We have to admit that “deep learning” is a confusing term, because it will induce many laymen to think that artificial intelligence systems can “deeply” understand their learning content like humans. But the truth is: according to the human “understanding” standard, such a system can not achieve the most superficial understanding of the original information.
In order to avoid such misunderstandings, the author is in favor of calling “deep learning” as “deep learning”. Because the real meaning of the English original “deep learning” technology is to upgrade the traditional artificial neural network, that is, to increase the number of hidden unit layers. The advantage of this is that it can increase the fineness of the information processing mechanism of the whole system, so that more object features can be settled in more middle layers.
For example, in the deep learning system of face recognition, more intermediate levels can more finely deal with the features at different abstract levels, such as primary pixels, color block edges, line combinations, facial features, etc. Such a delicate processing method can certainly improve the recognition ability of the whole system.
However, it should be noted that the mathematical complexity and data diversity of the whole system caused by such “in-depth” requirements will naturally put forward high requirements for computer hardware and the amount of data for training. This also explains why deep learning technology is becoming more and more popular after the 21st century. It is the rapid development of hardware in the computer field and the huge amount of data brought by the popularity of the Internet in recent decades that provide a basic guarantee for the landing and flowering of deep learning technology.
However, there are two bottlenecks that hinder the further “intelligence” of neural network deep learning technology:
First, once the system becomes convergent after training, the learning ability of the system decreases, that is, the system cannot adjust the weight according to the new input. This is not our ultimate ideal. Our ideal is: assuming that the network converges prematurely due to the limitations of the training sample database, it can still independently revise the original input-output mapping relationship in the face of new samples, and make this revision take into account the old history and new data. However, the existing technology can not support this seemingly grand technical idea. What designers can do now is to zero the historical knowledge of the system, bring new samples into the sample database, and then train from scratch. Here we undoubtedly see the chilling “Sisyphus cycle” again.
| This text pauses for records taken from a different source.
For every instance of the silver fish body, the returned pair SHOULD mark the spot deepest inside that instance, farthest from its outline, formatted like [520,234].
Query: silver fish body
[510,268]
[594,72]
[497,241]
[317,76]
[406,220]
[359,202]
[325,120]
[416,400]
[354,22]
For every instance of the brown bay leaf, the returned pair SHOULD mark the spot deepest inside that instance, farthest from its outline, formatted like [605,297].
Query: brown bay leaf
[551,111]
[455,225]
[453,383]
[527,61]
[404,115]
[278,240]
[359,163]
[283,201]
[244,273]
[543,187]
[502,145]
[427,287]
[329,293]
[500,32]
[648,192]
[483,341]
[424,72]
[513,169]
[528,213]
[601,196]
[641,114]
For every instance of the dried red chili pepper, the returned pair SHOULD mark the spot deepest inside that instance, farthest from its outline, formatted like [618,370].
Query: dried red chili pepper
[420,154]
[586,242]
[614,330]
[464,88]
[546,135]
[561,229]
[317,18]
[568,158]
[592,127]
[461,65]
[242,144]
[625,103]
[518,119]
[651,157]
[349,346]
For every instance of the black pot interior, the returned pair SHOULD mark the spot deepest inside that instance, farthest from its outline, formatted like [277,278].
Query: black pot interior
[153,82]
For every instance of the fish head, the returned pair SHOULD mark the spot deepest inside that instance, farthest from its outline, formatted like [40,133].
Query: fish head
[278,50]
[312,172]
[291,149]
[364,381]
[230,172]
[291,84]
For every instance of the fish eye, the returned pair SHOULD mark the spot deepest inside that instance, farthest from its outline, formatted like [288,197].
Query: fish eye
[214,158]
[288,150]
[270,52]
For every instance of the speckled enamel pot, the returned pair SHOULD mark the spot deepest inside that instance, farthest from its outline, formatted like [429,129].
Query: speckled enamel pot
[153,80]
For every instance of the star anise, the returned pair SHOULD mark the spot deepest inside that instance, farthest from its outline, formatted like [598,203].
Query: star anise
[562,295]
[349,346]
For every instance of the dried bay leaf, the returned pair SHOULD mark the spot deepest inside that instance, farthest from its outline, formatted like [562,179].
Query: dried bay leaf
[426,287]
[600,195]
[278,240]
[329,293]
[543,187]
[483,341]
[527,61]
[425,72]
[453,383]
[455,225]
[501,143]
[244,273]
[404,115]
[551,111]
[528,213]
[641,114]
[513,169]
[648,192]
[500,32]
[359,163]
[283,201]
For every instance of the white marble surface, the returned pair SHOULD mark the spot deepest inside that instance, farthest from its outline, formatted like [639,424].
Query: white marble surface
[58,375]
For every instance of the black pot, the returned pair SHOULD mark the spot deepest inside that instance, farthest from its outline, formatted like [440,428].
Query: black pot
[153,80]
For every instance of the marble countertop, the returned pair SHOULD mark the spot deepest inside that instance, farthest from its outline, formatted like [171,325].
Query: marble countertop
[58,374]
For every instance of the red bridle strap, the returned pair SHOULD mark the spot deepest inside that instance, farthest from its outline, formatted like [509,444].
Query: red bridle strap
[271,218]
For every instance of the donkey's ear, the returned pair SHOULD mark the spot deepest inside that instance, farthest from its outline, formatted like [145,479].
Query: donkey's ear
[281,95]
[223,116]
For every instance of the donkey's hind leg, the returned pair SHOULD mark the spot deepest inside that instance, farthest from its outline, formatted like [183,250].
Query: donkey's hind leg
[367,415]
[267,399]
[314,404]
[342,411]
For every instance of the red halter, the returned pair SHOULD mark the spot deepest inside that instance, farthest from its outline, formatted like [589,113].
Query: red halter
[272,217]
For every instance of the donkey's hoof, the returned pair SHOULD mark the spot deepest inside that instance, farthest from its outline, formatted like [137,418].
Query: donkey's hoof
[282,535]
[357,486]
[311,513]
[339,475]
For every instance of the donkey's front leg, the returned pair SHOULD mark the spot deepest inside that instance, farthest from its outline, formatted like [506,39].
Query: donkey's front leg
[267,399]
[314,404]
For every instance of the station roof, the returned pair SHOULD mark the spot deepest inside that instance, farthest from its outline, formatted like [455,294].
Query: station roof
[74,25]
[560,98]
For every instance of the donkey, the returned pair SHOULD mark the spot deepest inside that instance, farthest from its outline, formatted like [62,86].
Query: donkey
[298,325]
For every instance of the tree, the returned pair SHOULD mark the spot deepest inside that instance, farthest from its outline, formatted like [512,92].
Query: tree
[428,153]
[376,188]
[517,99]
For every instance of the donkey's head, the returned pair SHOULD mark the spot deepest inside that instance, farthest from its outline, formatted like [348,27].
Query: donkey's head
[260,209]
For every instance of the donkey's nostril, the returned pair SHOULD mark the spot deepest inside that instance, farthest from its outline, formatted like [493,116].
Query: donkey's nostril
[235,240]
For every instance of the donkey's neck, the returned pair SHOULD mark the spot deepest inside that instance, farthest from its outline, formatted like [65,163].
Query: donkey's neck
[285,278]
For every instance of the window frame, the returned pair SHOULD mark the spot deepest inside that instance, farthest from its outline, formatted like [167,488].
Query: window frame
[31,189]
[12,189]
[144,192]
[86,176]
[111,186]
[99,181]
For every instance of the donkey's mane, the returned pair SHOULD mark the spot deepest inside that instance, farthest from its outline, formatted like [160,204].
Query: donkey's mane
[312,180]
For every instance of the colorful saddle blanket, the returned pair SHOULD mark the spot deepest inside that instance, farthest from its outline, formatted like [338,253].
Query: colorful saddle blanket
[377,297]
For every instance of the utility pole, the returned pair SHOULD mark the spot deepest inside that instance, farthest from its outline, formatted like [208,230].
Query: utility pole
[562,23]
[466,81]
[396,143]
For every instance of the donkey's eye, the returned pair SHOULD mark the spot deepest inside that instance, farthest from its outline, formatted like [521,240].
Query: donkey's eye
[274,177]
Second, as the previous example shows us, in the process of neural network deep learning pattern recognition, designers spend a lot of effort on feature extraction of original samples. Obviously, the same original sample will have different feature extraction modes in different designers, which will lead to different neural network deep learning modeling directions. For human programmers, this is a good opportunity to reflect their creativity, but for the system itself, this is tantamount to depriving itself of the opportunity to carry out creative activities. Imagine: can a neural network deep learning structure so designed observe the original samples, find the appropriate feature extraction mode, and design its own topology structure? It seems difficult, because it seems to require a meta structure behind the structure, which can give a reflective representation of the structure itself. We are still in a fog about how this meta structure should be programmed – because it is ourselves who realize the function of this meta structure. It is disappointing that although deep learning technology has these basic defects, the current mainstream AI community has been “brainwashed” and believes that deep learning technology is equal to all of AI. A more flexible and universal artificial intelligence technology based on small data obviously needs more efforts from people. From a purely academic point of view, we are still far from this goal.